Donors Continue To Drop, Despite Growth
In Dollars Raised

The first quarter of this year is the first in almost two years in which year-over-year index revenue growth was almost entirely unaffected by major disaster giving. Indications are that giving has now stabilized at relatively typical pre-disaster levels of growth and that cumulative long-term growth since 2004 is stabilizing at a level where it likely would have been expected had there been no disasters in the intervening period.

What isn't stable is the number of donors, which continues to decline, according to the latest data from by Target Analysis Group, a subsidiary of Blackbaud.

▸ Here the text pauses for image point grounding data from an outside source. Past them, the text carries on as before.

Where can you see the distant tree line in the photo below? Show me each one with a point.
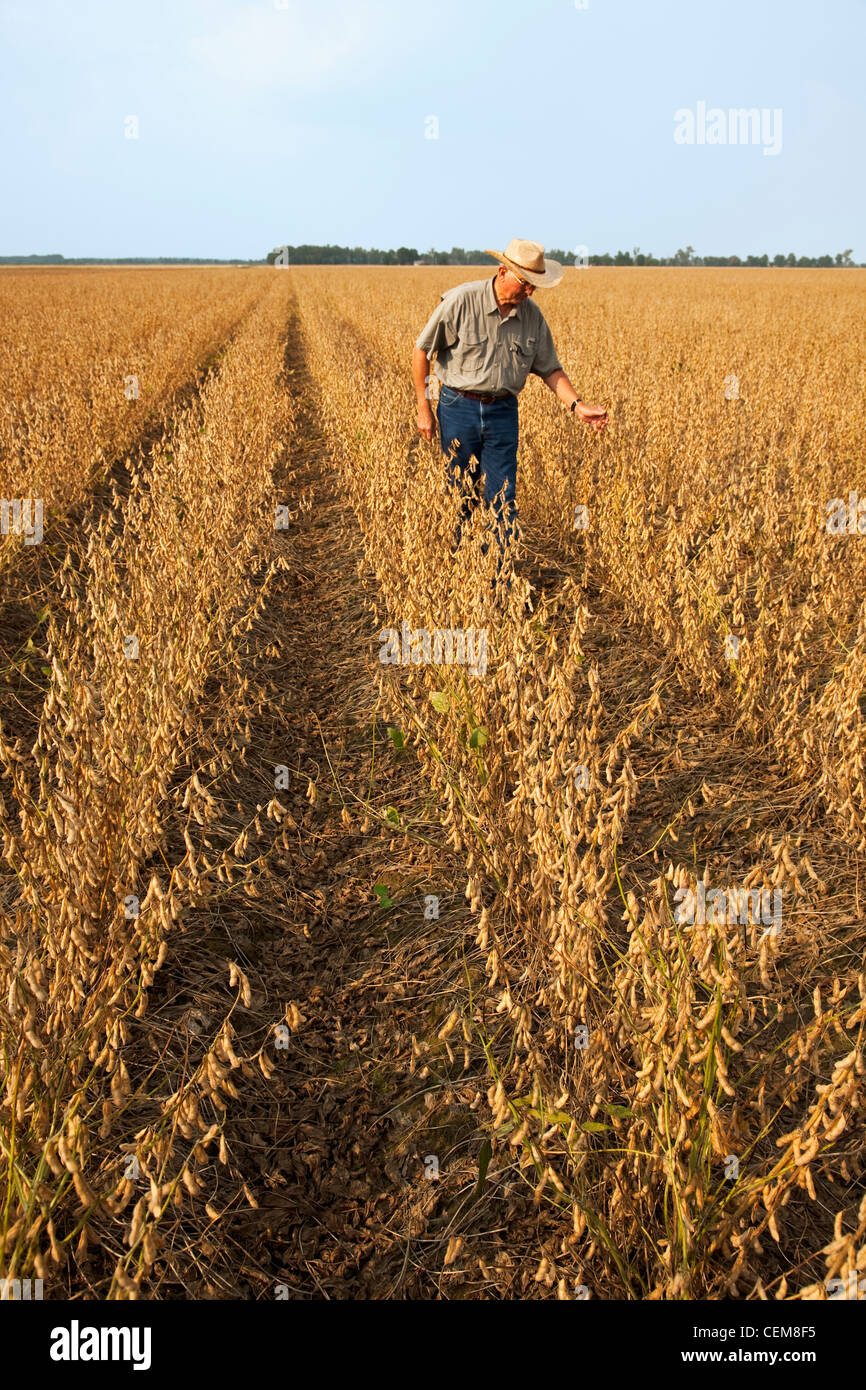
(687, 257)
(409, 256)
(54, 259)
(458, 256)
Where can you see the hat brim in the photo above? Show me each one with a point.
(552, 271)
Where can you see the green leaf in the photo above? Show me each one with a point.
(381, 891)
(484, 1162)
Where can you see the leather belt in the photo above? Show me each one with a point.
(485, 396)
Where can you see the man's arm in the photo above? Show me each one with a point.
(559, 384)
(426, 421)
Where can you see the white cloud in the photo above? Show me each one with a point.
(299, 45)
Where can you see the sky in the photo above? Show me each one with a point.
(228, 128)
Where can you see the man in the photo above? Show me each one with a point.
(488, 337)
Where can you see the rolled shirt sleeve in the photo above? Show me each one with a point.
(439, 331)
(545, 359)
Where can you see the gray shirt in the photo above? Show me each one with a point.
(477, 349)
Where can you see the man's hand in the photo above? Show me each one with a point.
(427, 424)
(595, 416)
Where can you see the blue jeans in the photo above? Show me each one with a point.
(487, 438)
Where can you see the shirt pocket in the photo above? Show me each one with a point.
(523, 353)
(470, 353)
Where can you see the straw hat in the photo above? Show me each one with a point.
(528, 260)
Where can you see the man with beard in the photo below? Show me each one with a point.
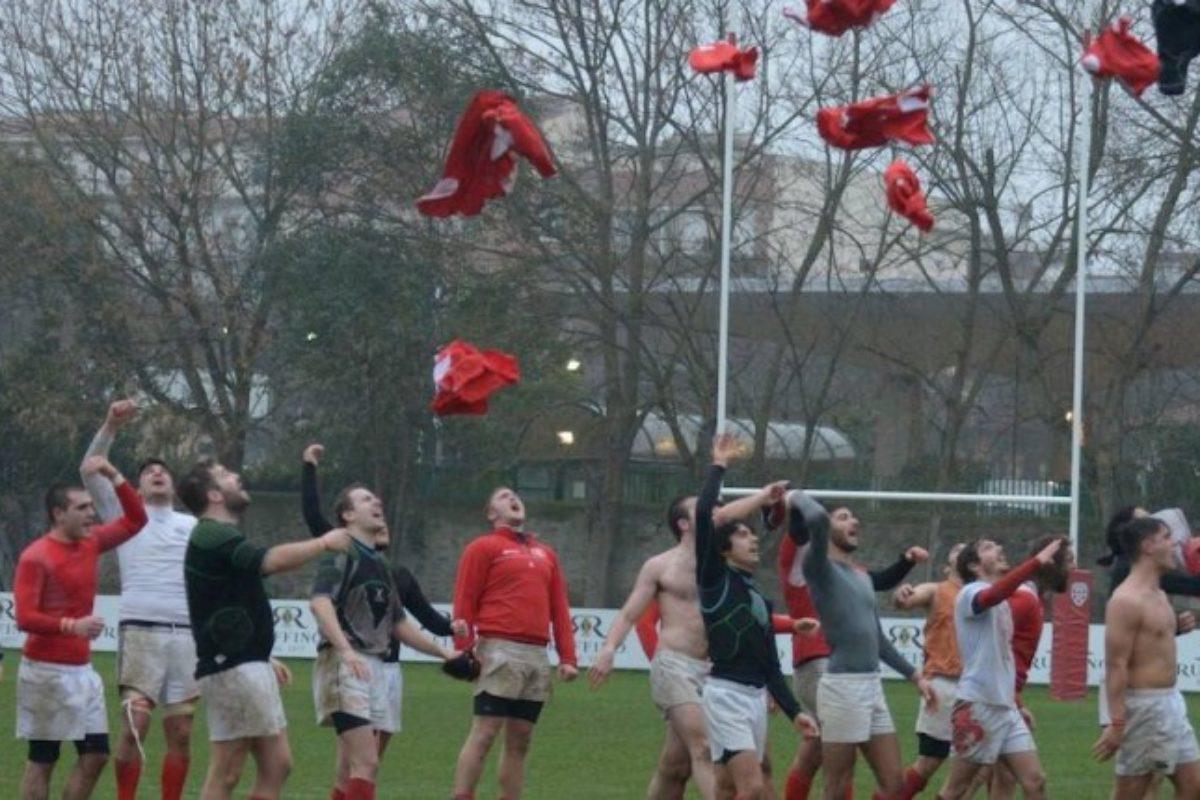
(851, 707)
(234, 631)
(409, 590)
(156, 655)
(60, 697)
(1149, 729)
(510, 591)
(988, 725)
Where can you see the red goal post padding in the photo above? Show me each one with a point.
(1068, 650)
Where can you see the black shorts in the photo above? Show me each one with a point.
(45, 751)
(931, 747)
(489, 705)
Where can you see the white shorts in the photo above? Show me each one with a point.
(676, 679)
(852, 709)
(59, 702)
(335, 687)
(243, 702)
(394, 680)
(160, 665)
(1158, 735)
(937, 725)
(805, 678)
(984, 732)
(736, 716)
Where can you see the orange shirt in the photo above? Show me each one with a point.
(941, 645)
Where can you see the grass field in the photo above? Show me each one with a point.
(589, 745)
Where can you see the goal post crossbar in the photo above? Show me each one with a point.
(919, 497)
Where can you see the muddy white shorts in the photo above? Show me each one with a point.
(852, 709)
(513, 669)
(1158, 735)
(394, 683)
(243, 702)
(805, 679)
(736, 716)
(983, 732)
(59, 702)
(937, 725)
(676, 679)
(335, 687)
(159, 663)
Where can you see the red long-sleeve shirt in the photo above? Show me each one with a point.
(57, 579)
(1027, 620)
(510, 587)
(799, 603)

Target tracks the fundraising data of 70 national charities to develop its report.

The Indian Ocean tsunami of December 2004 and the U.S. Gulf Coast hurricanes in the fall of 2005 generated unprecedented charitable giving.

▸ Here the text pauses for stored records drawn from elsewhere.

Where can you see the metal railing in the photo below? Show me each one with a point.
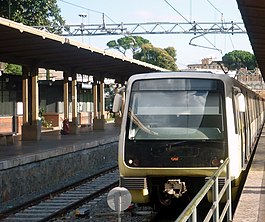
(190, 212)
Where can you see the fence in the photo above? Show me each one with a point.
(190, 212)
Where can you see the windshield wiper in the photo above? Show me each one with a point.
(140, 124)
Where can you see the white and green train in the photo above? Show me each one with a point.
(178, 127)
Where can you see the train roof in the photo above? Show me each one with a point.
(181, 74)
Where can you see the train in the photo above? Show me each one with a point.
(179, 127)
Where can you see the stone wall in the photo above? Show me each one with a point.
(24, 181)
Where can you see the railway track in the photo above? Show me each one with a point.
(60, 203)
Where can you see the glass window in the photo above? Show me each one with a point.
(176, 109)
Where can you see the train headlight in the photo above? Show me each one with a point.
(134, 162)
(216, 162)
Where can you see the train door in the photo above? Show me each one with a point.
(240, 107)
(243, 130)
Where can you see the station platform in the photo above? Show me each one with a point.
(53, 143)
(251, 206)
(30, 169)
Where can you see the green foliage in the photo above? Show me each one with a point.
(239, 59)
(132, 43)
(13, 69)
(144, 51)
(33, 13)
(156, 56)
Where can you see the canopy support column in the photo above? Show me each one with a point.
(31, 128)
(74, 123)
(99, 123)
(65, 95)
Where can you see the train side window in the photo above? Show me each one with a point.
(235, 108)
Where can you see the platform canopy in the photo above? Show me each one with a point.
(24, 45)
(253, 15)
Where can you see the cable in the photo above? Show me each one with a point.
(222, 19)
(214, 47)
(78, 6)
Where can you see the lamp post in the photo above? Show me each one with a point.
(82, 15)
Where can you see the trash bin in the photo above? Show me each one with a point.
(66, 128)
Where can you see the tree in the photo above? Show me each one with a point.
(239, 59)
(132, 43)
(156, 56)
(33, 13)
(144, 51)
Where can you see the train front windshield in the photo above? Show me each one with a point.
(179, 120)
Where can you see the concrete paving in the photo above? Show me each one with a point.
(52, 144)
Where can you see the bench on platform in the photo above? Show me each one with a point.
(7, 138)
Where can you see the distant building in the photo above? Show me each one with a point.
(207, 63)
(251, 78)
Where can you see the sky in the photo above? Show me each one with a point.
(142, 11)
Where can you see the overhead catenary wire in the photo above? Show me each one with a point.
(91, 10)
(202, 35)
(222, 19)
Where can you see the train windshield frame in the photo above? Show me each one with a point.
(176, 109)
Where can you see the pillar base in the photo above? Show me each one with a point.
(31, 132)
(118, 120)
(74, 128)
(99, 124)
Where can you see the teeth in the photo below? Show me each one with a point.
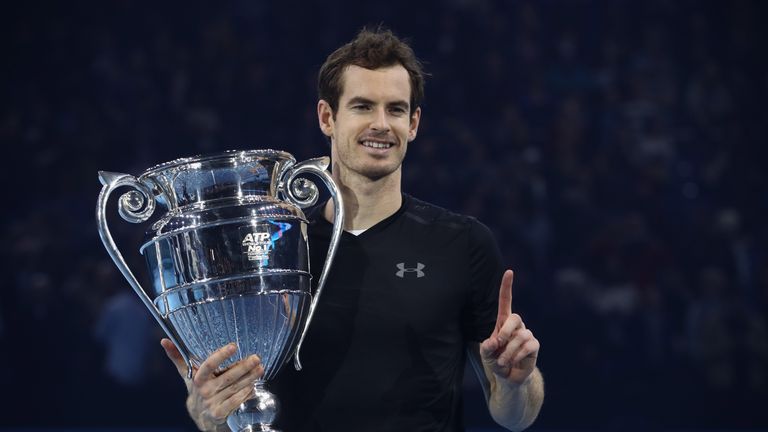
(373, 144)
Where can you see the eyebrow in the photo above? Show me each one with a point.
(361, 100)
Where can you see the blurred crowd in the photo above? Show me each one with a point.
(616, 149)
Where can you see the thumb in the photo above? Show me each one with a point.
(173, 353)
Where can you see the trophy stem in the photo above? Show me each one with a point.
(257, 413)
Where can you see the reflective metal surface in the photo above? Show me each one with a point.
(229, 258)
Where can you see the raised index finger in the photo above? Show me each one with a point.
(210, 364)
(505, 297)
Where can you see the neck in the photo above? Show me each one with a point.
(366, 202)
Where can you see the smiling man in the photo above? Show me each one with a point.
(415, 291)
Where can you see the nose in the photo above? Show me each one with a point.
(380, 122)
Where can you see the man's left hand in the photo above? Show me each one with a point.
(511, 350)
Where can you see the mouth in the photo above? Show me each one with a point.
(376, 144)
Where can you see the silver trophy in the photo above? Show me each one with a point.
(229, 259)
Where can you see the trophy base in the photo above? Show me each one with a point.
(255, 414)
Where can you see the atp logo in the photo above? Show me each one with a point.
(402, 270)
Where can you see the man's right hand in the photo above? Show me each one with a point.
(213, 395)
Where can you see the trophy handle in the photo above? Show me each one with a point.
(136, 206)
(303, 193)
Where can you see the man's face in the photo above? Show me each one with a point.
(373, 123)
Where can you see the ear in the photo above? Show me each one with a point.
(414, 126)
(325, 117)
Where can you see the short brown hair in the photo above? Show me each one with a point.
(370, 49)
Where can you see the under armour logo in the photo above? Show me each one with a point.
(403, 270)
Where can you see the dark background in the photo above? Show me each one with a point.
(616, 148)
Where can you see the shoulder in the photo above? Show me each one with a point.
(422, 212)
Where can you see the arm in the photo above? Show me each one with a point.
(505, 364)
(513, 406)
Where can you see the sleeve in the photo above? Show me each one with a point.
(485, 273)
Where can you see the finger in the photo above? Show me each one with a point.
(225, 407)
(505, 297)
(529, 349)
(245, 381)
(489, 349)
(237, 372)
(513, 346)
(212, 363)
(174, 354)
(512, 324)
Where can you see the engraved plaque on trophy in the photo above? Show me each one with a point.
(229, 258)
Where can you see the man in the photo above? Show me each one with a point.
(414, 291)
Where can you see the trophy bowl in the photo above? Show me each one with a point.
(229, 258)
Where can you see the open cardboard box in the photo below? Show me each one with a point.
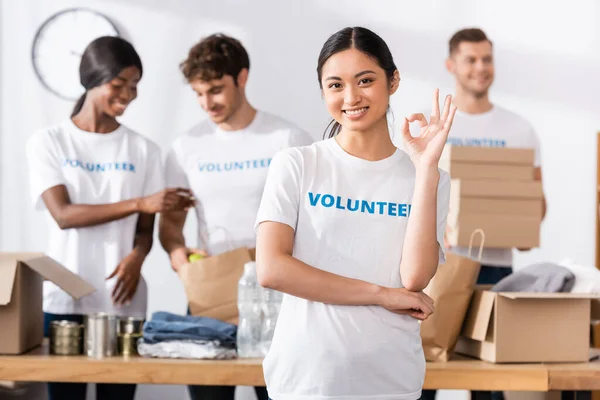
(21, 291)
(503, 327)
(493, 163)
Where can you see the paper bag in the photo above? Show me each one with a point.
(211, 284)
(451, 289)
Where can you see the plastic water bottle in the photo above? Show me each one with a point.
(271, 304)
(250, 313)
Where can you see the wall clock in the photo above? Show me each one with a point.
(59, 44)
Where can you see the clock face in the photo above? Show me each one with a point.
(59, 44)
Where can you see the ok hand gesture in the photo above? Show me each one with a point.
(425, 150)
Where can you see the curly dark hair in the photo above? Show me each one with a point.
(213, 57)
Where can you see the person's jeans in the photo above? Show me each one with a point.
(77, 391)
(220, 392)
(488, 275)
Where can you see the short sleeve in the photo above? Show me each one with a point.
(45, 166)
(154, 180)
(281, 194)
(175, 175)
(443, 205)
(298, 138)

According to the latest data compiled from XX national charities by Target Analysis Group, a subsidiary of Blackbaud, donors directed most of their tsunami-related giving to international relief organizations and most of their hurricane-related giving to animal welfare and human services organizations. The increase in giving related to both disasters was large enough to create a noticeable lift in median revenue for the entire national index in 2005.

Most disaster giving was essentially over by the first quarter of 2006. Throughout 2006, index revenue and donor numbers declined as organizations experienced a correction from the disaster-related spike back to more typical giving levels. For the full calendar year of 2006, median index revenue growth was slightly positive, growing a median 0.7 percent compared to 2005.

Revenue in for the first quarter of this year moved back towards the pre-disaster norm, growing 2 percent compared to the first quarter of 2006. Since the first quarter of 2006 and 2007 both contain relatively little disaster-related giving, growth between these time periods might give a fairly accurate picture of sustainable non-event-driven giving levels.

A longer-term trend that causes concern, however, is a general decline in donor populations during the past five years, which has continued in the current quarter, according to Target Analysis. Donors declined a median 0.9 percent from the first quarter of 2006 to the same period this year. Most of the declines in donor numbers are due to steep declines in new donor acquisitions across most of the organizations in the index. New donors were down 4.1 percent compared to that same period. Only 43 percent of the 70 organizations participating in the index this quarter had increases in new donor acquisition during the period.

The one notable exception to this pattern is in the animal welfare sector, according to Target Analysis Group. Organizations have generally been able to compensate for these donor declines with increases in revenue per donor. Revenue per donor increased a median 3.4 percent from the first quarter of 2006 to the first quarter of 2007. Overriding the 0.9 percent donor declines in the same period, these increases in donor value accounted for the 2 percent revenue increase during the first quarter of this year..

If these trends continue, eventually organizations are likely to reach a point when the increases in revenue per donor no longer make up for the declining donor populations, and net revenue growth will suffer as a result, according to Target Analysis. If, as the index data indicates, nonprofits are now in a period of relatively normal revenue growth, it will still be important to monitor donor growth rates as further declines could jeopardize revenue over the long term.

Examining median rolling 12-month revenue growth from one quarter to another provides information about what has happened in recent quarters and how those trends fit into a longer-term context. A rolling 12-month analysis compares the 12 months of revenue ending in a quarter to the 12 months of revenue ending in the previous quarter. This smoothes out seasonal differences and allows us to see continuous relative movement in revenue from one quarter to the next, instead of simply from one full year to the next full year.

The rolling quarterly approach shows that throughout most of 2002, 2003, and 2004, index revenue grew at an average 1 percent per quarter. Beginning in the fourth quarter of 2004, there was unusually strong revenue growth for four quarters, and then essentially flat revenue for about the same length of time. In the fourth quarter of 2006, revenue once more began to grow at a rate similar to that of pre-tsunami giving.

And as of the first quarter of this year, revenue has continued to grow at typical pre-disaster rates. The 12-month rolling revenue has grown a cumulative median 2.2 percent compared to the past two quarters from the third quarter of 2006 to the first quarter of 2007, an average of 1.1 percent per quarter. It has grown a cumulative median 17.6 percent during the past five years (from Q1 2002 to Q1 2007).